- Directed by: Jon J. Whelan
- Written by: Bryan Gunnar Cole; Jon J. Whelan;
- Produced by: Krista Saponara; Jon J. Whelan;
- Distributed by: Net Return Entertainment
- Release date: November 27, 2015;
- Running time: 91 minutes
- Country: United States
- Language: English

= Stink! =

Stink! is a 2015 American documentary film directed by Jon J. Whelan. The film explores why there are toxins and carcinogens legally hidden in American consumer products. The film received multiple positive reviews. Stink! has appeared in 25 film festivals globally, and won multiple awards including Best Documentary Feature, at several film festivals.
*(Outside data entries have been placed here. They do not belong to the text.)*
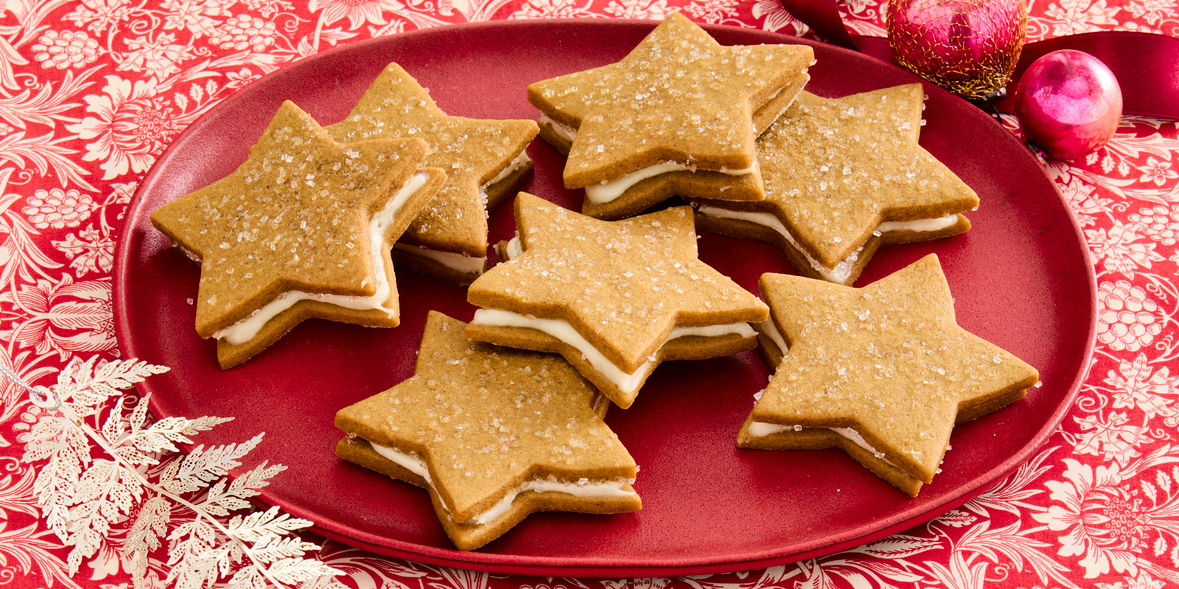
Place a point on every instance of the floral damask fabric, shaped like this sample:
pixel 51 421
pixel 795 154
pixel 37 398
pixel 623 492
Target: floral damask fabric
pixel 92 92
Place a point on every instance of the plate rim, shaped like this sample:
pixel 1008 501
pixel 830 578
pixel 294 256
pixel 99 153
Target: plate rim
pixel 594 567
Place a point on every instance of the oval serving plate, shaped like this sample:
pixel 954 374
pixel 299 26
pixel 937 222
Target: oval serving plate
pixel 1021 278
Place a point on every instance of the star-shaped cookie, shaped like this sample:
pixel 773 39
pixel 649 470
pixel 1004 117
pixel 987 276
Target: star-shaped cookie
pixel 882 372
pixel 843 177
pixel 302 229
pixel 616 298
pixel 493 434
pixel 677 116
pixel 483 160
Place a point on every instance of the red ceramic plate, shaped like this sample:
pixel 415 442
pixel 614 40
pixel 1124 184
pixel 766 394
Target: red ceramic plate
pixel 1021 278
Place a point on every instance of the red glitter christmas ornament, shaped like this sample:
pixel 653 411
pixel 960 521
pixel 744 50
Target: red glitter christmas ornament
pixel 968 47
pixel 1068 103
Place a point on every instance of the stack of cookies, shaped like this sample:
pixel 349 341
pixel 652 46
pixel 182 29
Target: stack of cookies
pixel 505 416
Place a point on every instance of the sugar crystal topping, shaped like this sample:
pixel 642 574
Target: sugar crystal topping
pixel 625 284
pixel 471 151
pixel 486 419
pixel 295 214
pixel 679 96
pixel 836 169
pixel 887 359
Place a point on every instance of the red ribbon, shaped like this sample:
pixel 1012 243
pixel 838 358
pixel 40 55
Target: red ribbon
pixel 1146 65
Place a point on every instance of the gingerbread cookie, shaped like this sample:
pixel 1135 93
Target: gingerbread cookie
pixel 616 298
pixel 493 434
pixel 843 177
pixel 882 372
pixel 302 229
pixel 677 116
pixel 483 160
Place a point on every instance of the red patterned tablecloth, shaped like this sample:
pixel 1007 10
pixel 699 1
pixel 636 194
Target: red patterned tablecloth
pixel 92 91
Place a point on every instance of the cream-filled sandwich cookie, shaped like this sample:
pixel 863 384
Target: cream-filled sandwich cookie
pixel 483 159
pixel 677 116
pixel 493 434
pixel 882 372
pixel 302 229
pixel 616 298
pixel 843 177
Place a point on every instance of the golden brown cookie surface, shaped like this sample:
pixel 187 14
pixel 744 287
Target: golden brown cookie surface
pixel 623 289
pixel 486 423
pixel 476 154
pixel 679 97
pixel 847 173
pixel 291 232
pixel 886 363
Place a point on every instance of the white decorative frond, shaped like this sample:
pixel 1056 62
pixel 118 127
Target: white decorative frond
pixel 90 388
pixel 298 570
pixel 248 578
pixel 271 549
pixel 248 484
pixel 898 547
pixel 323 582
pixel 264 524
pixel 202 467
pixel 192 573
pixel 84 498
pixel 145 535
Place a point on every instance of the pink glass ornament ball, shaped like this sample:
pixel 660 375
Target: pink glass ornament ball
pixel 1068 103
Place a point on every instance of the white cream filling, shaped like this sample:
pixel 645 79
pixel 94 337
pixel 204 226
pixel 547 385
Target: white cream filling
pixel 248 328
pixel 762 429
pixel 561 130
pixel 513 249
pixel 519 161
pixel 626 382
pixel 583 488
pixel 770 329
pixel 842 270
pixel 607 191
pixel 459 262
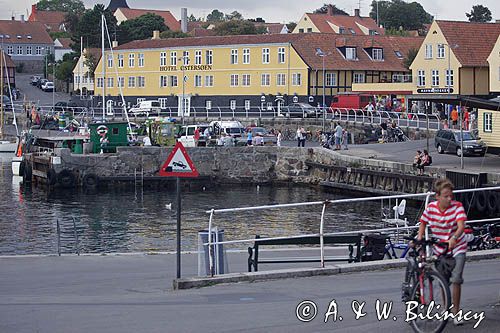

It premiered on Netflix on November 1, 2018.

==Critical reception==
The film has received a rating of 89 percent on Rotten Tomatoes, based on nine reviews with an average rating of 5.50 out of 10. The New York Times called the documentary "sensible and unnerving" and "heartfelt". The Village Voice called Stink! "way more emotionally affecting.... than early Michael Moore." Variety wrote that its "arguments regarding toxic chemical pollutants found in everyday products are lucid and reasonable to the point of being inarguable" and it "carries with it the unassailable whiff of common sense.” The Boston Globe praised the film, saying, "Whelan's premise might be the stuff of farce, but what he uncovers is more than just a bad smell."

==Awards==
The film has been shown in 25 film festivals globally and won numerous awards, including best documentary in the Memphis International Film Festival, best environmental film at the Sedona Film Festival, best environmental feature at the Atlanta International Documentary Film Festival, best documentary at the Carmel International Film Festival, and best of the fest at the First Glance Film Festival.